NB: There are multiple lawsuits flying around, a couple of which we are party to [as defendants] so I can’t speak to any ongoing litigation. But I can just tell you, in general, the commission between the agent and the consumer have always been negotiable and continue to be negotiable.
So, I think consumers and agents will continue to negotiate the commissions and the consumer will decide on what they’re paying. There’s always been extreme flexibility in pricing.
HW: Do you think that consumers are aware they can negotiate the commission?
NB: I believe those that are selling the home are because it’s part of the contract they’re signing. It is something that I believe they walked through with their agent and learned about.
HW: You’ve mentioned that there are more real estate agents than homes available for sale right now. What would you say to a RE/MAX agent that is feeling discouraged right now?
NB: Inventory is only low when it isn’t yours. There’s still extreme, pent-up demand for people wanting to move.
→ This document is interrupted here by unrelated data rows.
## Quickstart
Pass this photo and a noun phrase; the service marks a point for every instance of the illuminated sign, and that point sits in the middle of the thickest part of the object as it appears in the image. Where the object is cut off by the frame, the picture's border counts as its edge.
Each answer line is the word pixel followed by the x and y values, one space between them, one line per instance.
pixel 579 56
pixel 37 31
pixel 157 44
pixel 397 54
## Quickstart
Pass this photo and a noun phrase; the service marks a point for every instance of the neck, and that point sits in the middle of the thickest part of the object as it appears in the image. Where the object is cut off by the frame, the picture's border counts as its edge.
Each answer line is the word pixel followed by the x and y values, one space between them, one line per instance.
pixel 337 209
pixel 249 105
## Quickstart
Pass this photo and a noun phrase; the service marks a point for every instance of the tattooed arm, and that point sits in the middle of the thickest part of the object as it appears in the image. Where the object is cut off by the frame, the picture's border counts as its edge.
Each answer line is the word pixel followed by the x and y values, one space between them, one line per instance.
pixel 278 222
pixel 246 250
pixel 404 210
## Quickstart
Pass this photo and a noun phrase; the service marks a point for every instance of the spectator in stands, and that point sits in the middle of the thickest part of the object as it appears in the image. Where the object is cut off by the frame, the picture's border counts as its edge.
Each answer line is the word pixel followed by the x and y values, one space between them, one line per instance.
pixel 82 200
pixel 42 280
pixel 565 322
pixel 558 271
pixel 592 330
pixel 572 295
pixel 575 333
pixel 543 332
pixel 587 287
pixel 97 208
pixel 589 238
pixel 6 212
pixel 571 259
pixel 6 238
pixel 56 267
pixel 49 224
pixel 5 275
Also, we have [an] app that forecasts for an agent who is most likely to sell their home in the next 6 to 12 months. We acquired this company last December called First that uses around 750 data points based on the homeowner’s behavior through AI and machine learning to determine if they’re likely to sell. And then we put that in a rating system and serve those names right back to the agent. It helps you identify maybe who you need to call, text, and say, “Have you been thinking about selling?”
And agents need to be contacting all the people they know in their database and ask the question, “Are you happy with your house?” Because there are a lot of people that say, “No, I’d like to move.”
The demand is out there – you just have to go find it.